Yalnızca kafasını sallayarak dışarı çıktı Baran tek önemsediği Işıl ve Ela idi söylediğine göre bir kafede bekliyordu.

Şimdi ona haber veremden hastaneye gitse azar yerdi biliyordu Baran tek çare Işıl'ı da alıp gitmenin olduğunu düşündü.

Işıl

Neredeydi bu adam? Üç saat olmuştu hala bir haber alamamıştım. Başına bir şey mi gelmişti acaba? Telaştan ayağa kalkıp yüzüncü kez kafede turlamaya başladım. Herhangi bir tehlike olur diye kafeyi kapattırmıştı. Ne deli adam ama...

Hem deli hem de açık sözlü bir aşık!

Ah bu da doğruydu...İlk başlardan bir şey hissetmemiştim fakat sonrasında ne olduysa...Beni kendisine bağlamayı başarmıştı onu merak ediyor, özlüyor ve endişeleniyordum.

Kafenin kapısının açılma çanları duyulunca heyecanla oraya döndüm fakat heyecanım sönerek dehşete ve endişeye dönüştü. Yüzü gözü kan içerisindeydi berbattı. Ona doğru ilerleyerek patlamış dudağına dokundum, "Sana ne oldu böyle Baran?" Sesim hem sitemli hem de endişeli çıkmıştı. Ben daha onu tam inceleyemeden bileğimden tutup beni oturtturdu kendi gibi. "İyiyim...Merak etme yalnızca bazı şeyler yaşandı..ve bu sıyrıklar o yüzden endişelenme." Dedi. "Ne ne demek endişeleneme Baran? Burada neredeyse patlayacaktım! Sana bir şey oldu oldu düşüncesi beni bitirdi!" Yüzüne baktığımda sırıtıyordu daha da sinirlenerek "Nasıl gülüyorsun! Sana inanamıyorum senin için ne kadar endişelendiğimin farkında mısın? Ödüm koptu burada sana bir şey olsaydı ben ne yapardım..." Dedim sonlara doğru gözüm dolmuş başım eğilmişti.

O ise tüm dediklerimi cevapsız bırakarak beni kendine çekmeyi tercih etti. Yüzlerimiz yakındı fakat bu beni pek ilgilendirmiyordu.

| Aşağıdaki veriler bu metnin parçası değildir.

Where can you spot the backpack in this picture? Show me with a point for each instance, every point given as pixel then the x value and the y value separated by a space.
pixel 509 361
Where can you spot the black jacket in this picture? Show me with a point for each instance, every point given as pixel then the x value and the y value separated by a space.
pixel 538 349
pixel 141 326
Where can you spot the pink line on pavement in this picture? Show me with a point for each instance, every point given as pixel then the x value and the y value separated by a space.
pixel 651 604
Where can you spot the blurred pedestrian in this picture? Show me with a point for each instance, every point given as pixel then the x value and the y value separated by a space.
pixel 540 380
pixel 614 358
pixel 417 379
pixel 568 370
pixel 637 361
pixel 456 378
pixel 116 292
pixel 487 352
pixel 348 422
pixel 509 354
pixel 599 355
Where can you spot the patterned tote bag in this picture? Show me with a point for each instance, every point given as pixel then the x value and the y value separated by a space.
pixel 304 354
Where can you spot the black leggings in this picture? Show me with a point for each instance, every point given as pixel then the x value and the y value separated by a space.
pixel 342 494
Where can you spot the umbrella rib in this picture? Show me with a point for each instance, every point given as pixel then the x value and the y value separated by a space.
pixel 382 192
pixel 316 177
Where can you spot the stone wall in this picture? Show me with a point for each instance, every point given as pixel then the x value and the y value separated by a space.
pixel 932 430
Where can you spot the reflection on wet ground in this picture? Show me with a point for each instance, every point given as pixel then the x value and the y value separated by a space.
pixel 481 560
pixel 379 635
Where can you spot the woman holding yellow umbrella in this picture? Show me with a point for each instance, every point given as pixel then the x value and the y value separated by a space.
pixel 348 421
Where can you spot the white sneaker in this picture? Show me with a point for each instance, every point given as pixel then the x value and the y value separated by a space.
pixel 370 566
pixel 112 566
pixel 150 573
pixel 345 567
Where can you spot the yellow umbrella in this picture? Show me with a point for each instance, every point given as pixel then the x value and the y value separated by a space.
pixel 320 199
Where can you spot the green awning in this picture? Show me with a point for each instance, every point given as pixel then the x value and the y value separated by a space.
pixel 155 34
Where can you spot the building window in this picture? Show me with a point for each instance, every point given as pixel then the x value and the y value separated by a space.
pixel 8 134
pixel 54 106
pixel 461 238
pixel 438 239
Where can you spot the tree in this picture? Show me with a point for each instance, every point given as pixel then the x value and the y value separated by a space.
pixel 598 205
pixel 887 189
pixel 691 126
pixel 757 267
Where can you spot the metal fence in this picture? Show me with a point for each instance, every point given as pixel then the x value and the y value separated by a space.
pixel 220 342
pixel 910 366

Yalana bak yanakları kızarıp kalbinin atış hızı artan da kim öyleyse?

Kafamı 'ben ne diyorum sen ne yapıyorsun' Dercesine sallayıp kaşlarımı çattım. "Hala bu durumla dalga geçebiliyorsun ya sana inanamıyorum azıcık olsa da empati kurmayı düşünsene be adam!-" Konuşmaya devam edemememin nedeni dudağıma değen yumuşak dudaklardı. Hiç konuşmamamı istiyor gibiydi, durmuyordu fazla dayanamayıp karşılık verdim...

(Ana karakterlerden önce öpüştüler ya kjdsdsadnsj)

***

Ela

'Ah, kafamda ki bu ağrı da ne?' Falan demeyeceğim çünkü artık alışkınım yine bir sebepten bayılmıştım. Çokta uğraşmadan açtım gözlerimi yanımda Karan vardı. Hatırlayamıyordum en son ne oldu beynim artık dolup taşıyordu. "Güzelim...İyi misin?" Diye sordu Karan. "İyiyim ama...ne oldu?" Diye sordum aklımda tek arabada olduğumuz vardı. "Nasıl yani? Hatırlamıyor musun?" Dedi hem endişe hem de sevinçle. "Evet de oldu seni böyle sevindirecek." Deyince duraksadı, "Beni mutlu etmedi...Ama hatırlamaman daha iyi bence." Dedi, daha çok merak ettim.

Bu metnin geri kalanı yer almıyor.